I went to our organic store in town and got .5floz of lemongrass, aura cacia brand essential oil. Is this concentrated and do I need to dilute it? In the booklet it mentions adding To water to make massage oils, room sprays, etc. it says not to use undiluted on your skin. For example, it says for body mist , 24 drops for 4 oz water. Does anyone know how I'd convert this ? Also, I got some olive oil, palm, and coconut. Is there a good simple recipe for these ingredients about 2lbs worth ? Thank you


----------



## lsg (Oct 9, 2013)

If you are going to make soap with this e.o. then it will scent about 16 oz of oils for soap.


----------



## DeeAnna (Oct 10, 2013)

LSG is right. Yes, lemongrass is concentrated, but for soap you would use it as-is -- you don't dilute the essential oil (EO). For use on the skin, yes, you would dilute it in water, oil, lotion, etc. as recommended. 

"...Does anyone know how I'd convert this?..." Um, I am not sure what you mean by this. Clarify, please?

As far as your questions about soap:

You could make a nice soap with a blend of 20% coconut oil, 40% palm, and 40% olive. 

It is always wise to use a soap recipe calculator to determine the amount of sodium hydroxide (lye) and water needed for a soap recipe.
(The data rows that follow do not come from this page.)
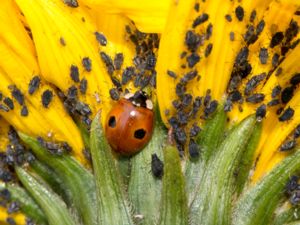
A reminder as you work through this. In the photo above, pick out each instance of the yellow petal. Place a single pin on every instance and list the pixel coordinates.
(277, 19)
(275, 132)
(215, 68)
(63, 37)
(17, 68)
(148, 16)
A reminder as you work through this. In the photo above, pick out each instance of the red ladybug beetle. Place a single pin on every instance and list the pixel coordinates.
(130, 123)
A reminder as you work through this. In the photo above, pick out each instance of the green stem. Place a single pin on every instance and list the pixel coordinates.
(146, 201)
(27, 205)
(257, 205)
(52, 205)
(113, 206)
(78, 181)
(212, 204)
(174, 209)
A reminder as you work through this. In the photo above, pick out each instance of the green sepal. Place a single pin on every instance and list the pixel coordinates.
(287, 216)
(212, 204)
(28, 205)
(247, 159)
(257, 205)
(53, 206)
(78, 181)
(113, 206)
(144, 189)
(208, 140)
(174, 209)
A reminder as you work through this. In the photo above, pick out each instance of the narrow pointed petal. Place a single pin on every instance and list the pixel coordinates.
(70, 40)
(148, 16)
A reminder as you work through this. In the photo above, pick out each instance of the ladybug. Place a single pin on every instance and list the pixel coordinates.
(130, 123)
See http://www.soapmakingforum.com/showthread.php?t=2957

Here is how to calculate the amount of oils needed to make enough soap to fill a 2 lb mold: http://www.soapmakingforum.com/showthread.php?t=2909

Other resources for making soap, including recipes:
http://www.millersoap.com/
http://www.soapcalc.net/
https://www.thesage.com/index.html


----------



## green soap (Oct 10, 2013)

As far as drops and teaspoons:

150 drops in one teaspoon

3 teaspoons in 1 tablespoon

about 2 tablespoons in one ounce.

This is a rough guide because it all depend of course on the density of the individual essential oils and they do vary a bit.  The above reference is for water, which has density of 1 g/cc, while most oils have density ~.90 g/cc.


----------



## Lindy (Oct 18, 2013)

When you are working with essential oils you will want to work with drops or grams because they are all *concentrated*, that is what essential oils are.  Keep your percentage to beneath 3% for soaps and 1% for leave-on products as they are over the counter drugs and all come with contra-indicators.


----------